Four years ago, Michael Biesemeyer stood outside Flea St. Cafe in Menlo Park and told a server, "Some day, I'm going to own this place."
And now, owner Jesse Cool has brought in Biesemeyer, a former captain-server, as managing partner and co-owner of the longtime farm-to-table restaurant at 3607 Alameda de las Pulgas.
Cool has been searching for the right partner to take Flea St. into its next phase after nearly four decades of business. She had hoped her last chef, Charlie Parker, who grew up steps from the restaurant, would be that person, but he left the restaurant in July. She also brought in her prior chef, Carlos Canada, as a business partner, but he ultimately left to work for a catering company.
Cool is hopeful that Biesemeyer, who worked as a server and front-of-house manager at Flea St. for almost a decade, will be a long-lasting leader for the restaurant.
"Michael feels like he belongs in Flea St.," Cool said. "Instead of selling it to someone who didn't want to continue Flea St., I'm passing it on to the community, (to) someone who cares about our guests and deeply cares about the core values of Flea St."

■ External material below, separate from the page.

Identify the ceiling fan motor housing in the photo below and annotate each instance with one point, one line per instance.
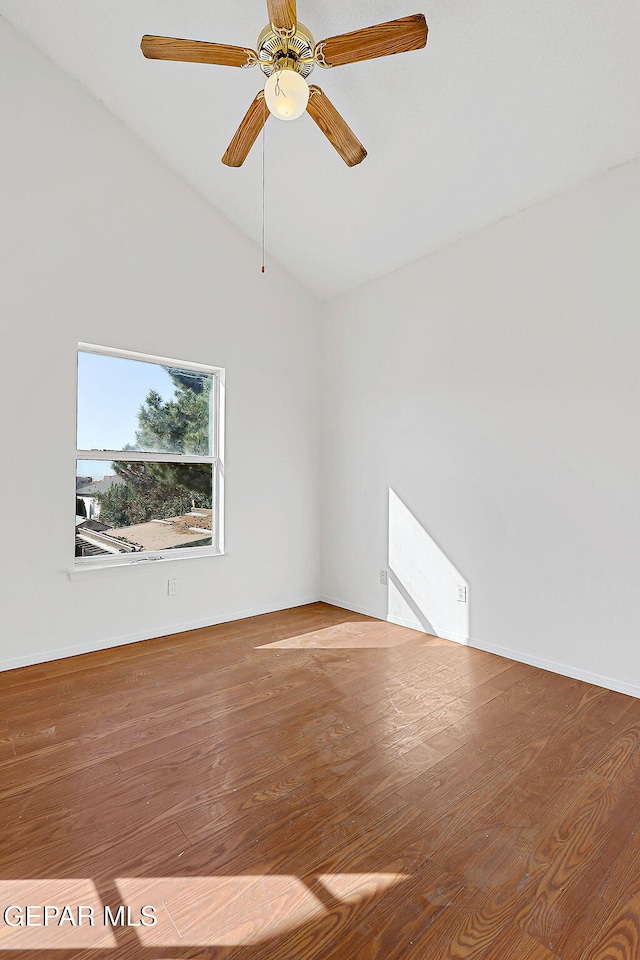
(276, 51)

Biesemeyer left Flea St. in February to work at Protégé in Palo Alto, which recently earned its first Michelin star. There, he was a captain, a leadership role tasked with overseeing the other waiters.
Cool could have sold the restaurant (there was an interested buyer, she said) but instead signed a new 10-year lease with Biesemeyer. She opened Flea St. in 1980 and isn't quite ready to let go, though she's eager to step back from day-to-day operations.
She said she's confident Biesemeyer will maintain the best parts of Flea St. and change little. He does plan to expand the private dining program and has hired a manager to head up that effort, Cool said.
He's also bringing back some of Cool's old recipes, like the "which came first, the chicken or the egg?" — a poached egg with chicken in some form, currently fried chicken with a honey-vinegar glaze, served with a potato-kale salad. He's reviving crystal plates Cool used for desserts years ago and they're considering bringing back Sunday supper, a Southern tradition. (Flea St.'s new executive chef Ned Barenfanger is from the South.)
"There's going to be this beautiful juxtaposition of the old and the new," Cool said.
With Biesemeyer at the helm Cool hopes to be able to travel more, but she'll still be a fixture at the restaurant.
"People can see me almost every night at the bar drinking a martini. That's going to be my biggest job eventually," she said.